We have a feeling of appreciation that our women’s Relief Society organization, celebrating this year its sesquicentennial anniversary, has always had as its theme “Charity Never Faileth.” Charity encompasses all other godly virtues. It distinguishes both the beginning and the end of the plan of salvation. When all else fails, charity—Christ’s love—will not fail. It is the greatest of all divine attributes. Out of the abundance of his heart, Jesus spoke to the poor, the downtrodden, the widows, the little children; to farmers and fishermen, and those who tended goats and sheep; to strangers and foreigners, the rich, the politically powerful, as well as the unfriendly Pharisees and scribes. He ministered to the poor, the hungry, the deprived, the sick. He blessed the lame, the blind, the deaf, and other people with physical disabilities.
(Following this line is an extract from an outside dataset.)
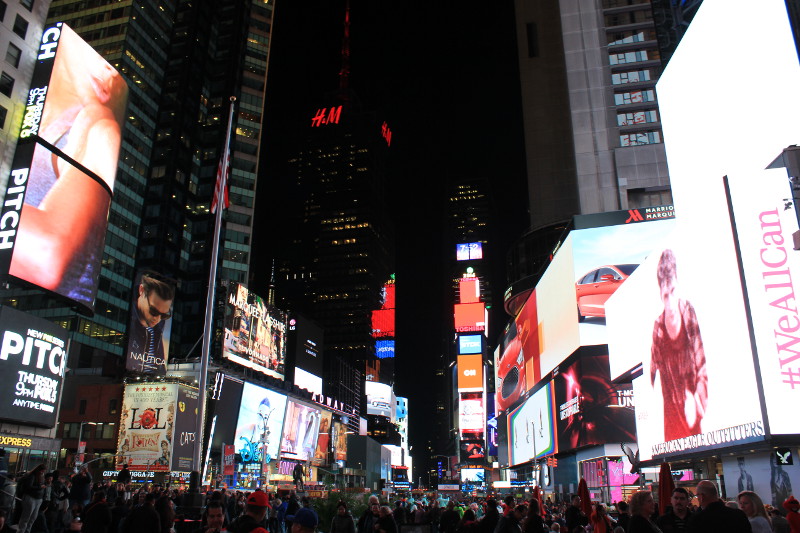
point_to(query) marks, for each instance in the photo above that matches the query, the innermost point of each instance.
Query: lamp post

He drove out the demons and evil spirits that had caused mental or emotional illness. He purified those who were burdened with sin. He taught lessons of love and repeatedly demonstrated unselfish service to others. All were recipients of his love. All were “privileged the one like unto the other, and none [were] forbidden.” These are all expressions and examples of his unbounded charity. The world in which we live would benefit greatly if men and women everywhere would exercise the pure love of Christ, which is kind, meek, and lowly. It is without envy or pride. It is selfless because it seeks nothing in return. It does not countenance evil or ill will, nor rejoice in iniquity; it has no place for bigotry, hatred, or violence. It refuses to condone ridicule, vulgarity, abuse, or ostracism. It encourages diverse people to live together in Christian love regardless of religious belief, race, nationality, financial standing, education, or culture. The Savior has commanded us to love one another as he has loved us; to clothe ourselves “with the bond of charity”, as he so clothed himself. We are called upon to purify our inner feelings, to change our hearts, to make our outward actions and appearance conform to what we say we believe and feel inside. We are to be true disciples of Christ.